Location
- Erode, Tamil Nadu India 11°19′22″N 77°40′33″E﻿ / ﻿11.322694°N 77.6758476°E

Information
- Principal: Mr.R.Sridhar

= Bharathi Vidya Bhavan =

Bharathi Vidya Bhavan is a co-educational residential senior secondary school in Erode in the state of Tamil Nadu, India. It was founded in 1978. The school is run by the family of Bharat Ratna Chidambaram Subramaniam, particularly his eldest son-in-law Dr. L.M. Ramakrishnan who serves as the school's correspondent, and his daughter Dr. Aruna Ramakrishnan as its president. It is the highest-ranked school in the Erode district in terms of academics and sports. The school is administrated by its principal R. Sridhar and its vice-principal S. Ramesh Kumar.

It follows the State Board of Tamil Nadu. It has two branches in Erode which follows Central Board of Secondary Education - The BVB School and CS Academy

In 2012 the Bharathi Vidya Bhavan was the most expensive school in Chennai.

==Classes==

There are separate buildings for each block (KG, Class 1 to Class 5, Class 6 to Class 8, Class 9 and Class 10, Class 11 and Class 12) adequately separated.

Primary Block

The Primary Block has labs for the subjects of English, Maths, Computer Science and Science. It has weekly classes for Music, Drawing, Hindi and GK. Class 1 to Class 3 deal with Crayons while Class 4 and Class 5 deal with watercolours paint in their Drawing Classes. They also have 2 PT classes and 2 Swimming classes per week. They have an English Reading Class to improve their vocal skills. They have Computer Science as a supplementary subject to improve their technical skills. They also have Library periods to get them introduced with books. There is a hall having projector and AC facilities named the Gandhi Hall (in honour of Mahatma Gandhi)

Middle Block

The Middle Block has labs for the subjects of Physical Science, Biology, Social Sciences,Computer Science, Craft, English and Maths.The Middle Block introduces Crafts Period for Class 6 and Class 7. Class 6 and Class 7 deal with Water Colours while Class 8 is introduced to Acrylic Paint. The students in the Middle Block are taught the basics of coding in their Computer Science classes.

Secondary Block

The Secondary Block has labs for English, Physics, Chemistry and Biology. The Computer Science Class is suspended for these 2 years only to be re-introduces in Class 11. There is a mini-auditorium with digital screen, AC and stage facilities named the CS Hall (in honour of late C. Subramanium) and a hall for writing exams which can accommodate over 150 students named the Rajaji Hall (in honour of C. Rajagopaalachari).

Higher Secondary Block

The Higher Secondary Block has labs for Physics, Chemistry, Biology and Computer Science. There are rooms equipped with projectors and AC for visual learning. There is hall for writing exams which can accommodate nearly 200 students named the Kamaraj Hall (in honour of Kamarajar). The student of Class 11 can opt between 3 groups - Biology Maths, Computer Science Maths and Commerce (Business Maths or Computer Applications). They can also choose their Second Language from Tamil and Sanskrit.

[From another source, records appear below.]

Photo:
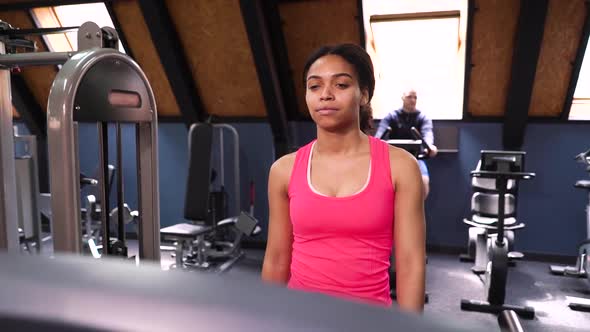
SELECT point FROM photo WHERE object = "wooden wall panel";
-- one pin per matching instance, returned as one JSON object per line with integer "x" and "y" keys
{"x": 494, "y": 27}
{"x": 308, "y": 25}
{"x": 139, "y": 39}
{"x": 216, "y": 44}
{"x": 38, "y": 79}
{"x": 563, "y": 29}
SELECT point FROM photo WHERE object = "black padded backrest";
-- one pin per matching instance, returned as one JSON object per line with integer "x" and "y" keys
{"x": 111, "y": 178}
{"x": 196, "y": 201}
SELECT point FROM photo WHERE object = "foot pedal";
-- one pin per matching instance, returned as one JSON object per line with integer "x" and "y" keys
{"x": 466, "y": 258}
{"x": 393, "y": 295}
{"x": 557, "y": 269}
{"x": 515, "y": 255}
{"x": 478, "y": 270}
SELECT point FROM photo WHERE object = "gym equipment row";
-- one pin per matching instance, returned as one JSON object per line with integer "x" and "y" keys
{"x": 97, "y": 84}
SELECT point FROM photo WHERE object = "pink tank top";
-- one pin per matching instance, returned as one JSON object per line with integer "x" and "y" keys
{"x": 342, "y": 245}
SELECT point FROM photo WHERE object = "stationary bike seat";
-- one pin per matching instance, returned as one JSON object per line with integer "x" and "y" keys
{"x": 583, "y": 184}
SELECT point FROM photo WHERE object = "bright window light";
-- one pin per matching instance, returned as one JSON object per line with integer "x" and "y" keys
{"x": 580, "y": 109}
{"x": 419, "y": 45}
{"x": 70, "y": 15}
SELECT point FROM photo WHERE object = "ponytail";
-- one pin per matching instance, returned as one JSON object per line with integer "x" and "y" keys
{"x": 366, "y": 118}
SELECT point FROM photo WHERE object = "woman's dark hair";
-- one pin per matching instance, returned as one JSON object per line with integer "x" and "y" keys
{"x": 361, "y": 61}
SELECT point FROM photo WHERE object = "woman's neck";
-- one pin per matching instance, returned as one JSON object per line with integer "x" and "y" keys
{"x": 338, "y": 143}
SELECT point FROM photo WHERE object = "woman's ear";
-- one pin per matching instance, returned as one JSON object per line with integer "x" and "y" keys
{"x": 364, "y": 97}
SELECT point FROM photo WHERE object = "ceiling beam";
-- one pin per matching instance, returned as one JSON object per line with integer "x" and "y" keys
{"x": 577, "y": 66}
{"x": 267, "y": 68}
{"x": 468, "y": 64}
{"x": 44, "y": 3}
{"x": 173, "y": 59}
{"x": 117, "y": 26}
{"x": 529, "y": 37}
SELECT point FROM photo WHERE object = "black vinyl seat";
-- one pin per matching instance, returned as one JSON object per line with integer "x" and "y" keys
{"x": 196, "y": 243}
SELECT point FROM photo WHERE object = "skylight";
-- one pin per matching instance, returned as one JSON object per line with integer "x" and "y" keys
{"x": 418, "y": 45}
{"x": 580, "y": 109}
{"x": 70, "y": 15}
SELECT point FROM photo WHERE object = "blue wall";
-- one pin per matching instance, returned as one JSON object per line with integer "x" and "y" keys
{"x": 552, "y": 209}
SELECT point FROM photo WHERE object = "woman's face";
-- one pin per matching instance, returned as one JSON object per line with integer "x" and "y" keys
{"x": 333, "y": 95}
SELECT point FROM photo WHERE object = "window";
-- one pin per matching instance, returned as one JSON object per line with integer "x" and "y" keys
{"x": 71, "y": 15}
{"x": 580, "y": 109}
{"x": 419, "y": 45}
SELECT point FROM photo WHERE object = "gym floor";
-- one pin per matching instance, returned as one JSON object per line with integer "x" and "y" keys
{"x": 448, "y": 281}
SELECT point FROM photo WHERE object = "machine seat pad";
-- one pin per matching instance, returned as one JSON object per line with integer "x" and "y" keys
{"x": 583, "y": 184}
{"x": 490, "y": 221}
{"x": 185, "y": 230}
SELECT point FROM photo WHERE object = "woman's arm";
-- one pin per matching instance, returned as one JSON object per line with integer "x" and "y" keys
{"x": 409, "y": 231}
{"x": 277, "y": 258}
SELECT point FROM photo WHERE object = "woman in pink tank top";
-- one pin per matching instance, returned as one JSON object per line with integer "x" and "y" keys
{"x": 344, "y": 203}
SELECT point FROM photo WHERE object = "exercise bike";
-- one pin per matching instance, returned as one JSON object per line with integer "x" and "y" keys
{"x": 582, "y": 267}
{"x": 420, "y": 150}
{"x": 485, "y": 213}
{"x": 501, "y": 166}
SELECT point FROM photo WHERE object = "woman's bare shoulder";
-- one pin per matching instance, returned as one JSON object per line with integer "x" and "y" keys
{"x": 401, "y": 162}
{"x": 282, "y": 167}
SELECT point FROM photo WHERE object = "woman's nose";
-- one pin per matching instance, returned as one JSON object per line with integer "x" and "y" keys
{"x": 326, "y": 94}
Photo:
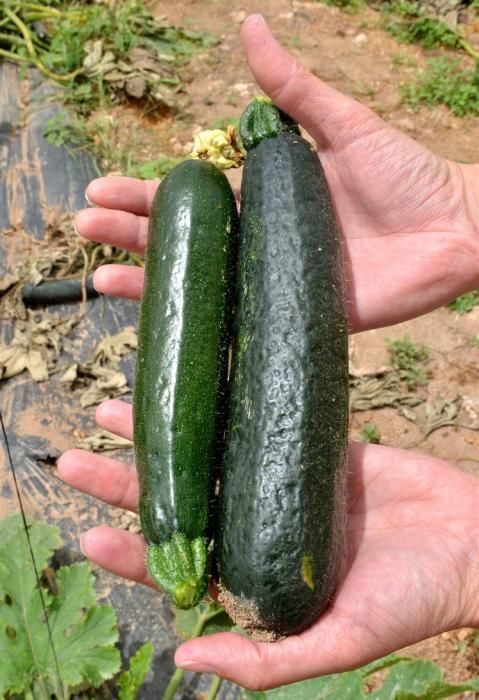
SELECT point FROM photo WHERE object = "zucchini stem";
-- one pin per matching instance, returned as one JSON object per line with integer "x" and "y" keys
{"x": 179, "y": 673}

The school has 4 basketball courts (1 wood-floored, 1 cement-floored, 2 thar-floored), clay tennis court, 3 volleyball courts (1 thar-floored, 2 clay floored), swimming pool, 2 cricket nets, assembly area, mini stadium and a football ground.

==Houses==
The school students are divided into four houses and interhouse competitions are held each year. Students are nominated as office bearers leading the houses in order to teach leadership qualities. The name of the houses are Gandhi, Tagore, Nehru and Vivekananda.

==Extra-curricular activities==
Students attending the school are often referred as Bharathian. Bharathians play inter-school matches in sports like basketball, volleyball, tennis, table tennis, football and athletics. It has an indoor stadium for basketball, badminton, and volleyball.

Co-curricular activities include drawing, painting, handicraft, sewing and vocal and instrumental music.